Alaskan politicians are great though. Once, at some high society shindig in Juneau, I saw the great late senator Ted Stevens. He was famously mocked near the end of his career when he described the internet as a series of tubes. It was right after the incident, and so I went over to him to ask him about the incident.

I said, “Mr. Stevens, I am a big fan of yours, thank you for inventing the Permanent Fund Divided, but I wanted to-”
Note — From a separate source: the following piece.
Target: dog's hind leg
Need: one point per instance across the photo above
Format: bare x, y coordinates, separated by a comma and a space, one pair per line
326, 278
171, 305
“Ten movies streaming across that, that Internet, and what happens to your own personal Internet? I just the other day got… an Internet was sent by my staff at 10 o’clock in the morning on Friday. I got it yesterday… Why? Because it got tangled up with all these things going on the Internet commercially…”

“Mr. Stevens?”

“They want to deliver vast amounts of information over the Internet. And again, the Internet is not something that you just dump something on. It’s not a big truck. It’s a series of tubes. And if you don’t understand, those tubes can be filled and if they are filled, when you put your message in, it gets in line and it’s going to be delayed by anyone that puts into that tube enormous amounts of material, enormous amounts of material.”

And then I began to weep, for no man had spoken as beautifully about the Internets before.

I don’t mean to bring up politics. Politics is the game for those who want power. I don’t want power. Life is tragic enough without being deluded into thinking you can control any of its flow. The only steady flow seems to lead to sorrow, to pain, to a tragedy. 

And people react to the tragic nature of life differently. 

It’s kind of like a certain painter. He was constantly told no. But he kept on going and became a famous painter. Another painter kept on painting. But he was told to give it up. But he kept going. And they told him no, give it up. But he kept going.

There was another painter.
He was told to give it up. And he said no, he kept going. And they told him no, you can’t, you’re not good enough. But he kept going. So, they said no, and he finally gave up. He wept. He kicked a stray tin can. He walked an empty street glumly. All seemed hopeless. But then, a strange, warm feeling arose inside him.

And he thought, “You know, even though this painting thing hasn’t worked out, maybe something else will. Maybe I can make something else with my life. Maybe the saying is true, ‘revenge is a dish best served cold.'”

And so, he figured, being Adolf Hitler, maybe HE SHOULD TAKE OVER GERMANY AND START THE THIRD REICH.
The point is people take tragedy differently. Say a loved one dies. Some people end up doing a volunteer arts and craft class every week. Others end up mired in sadness, maybe joining a group to talk about their feelings. 

While others get involved in the bad stuff, you know, horse gambling, the bottle, stealing another farmer’s seeds so they’ll have more for their own fields of hay.

And others take it as a sign THEY SHOULD TAKE OVER THE WORLD AS THE FUHRER.

That’s why, when I see a painting, I buy it,  no questions asked. Even watercolor.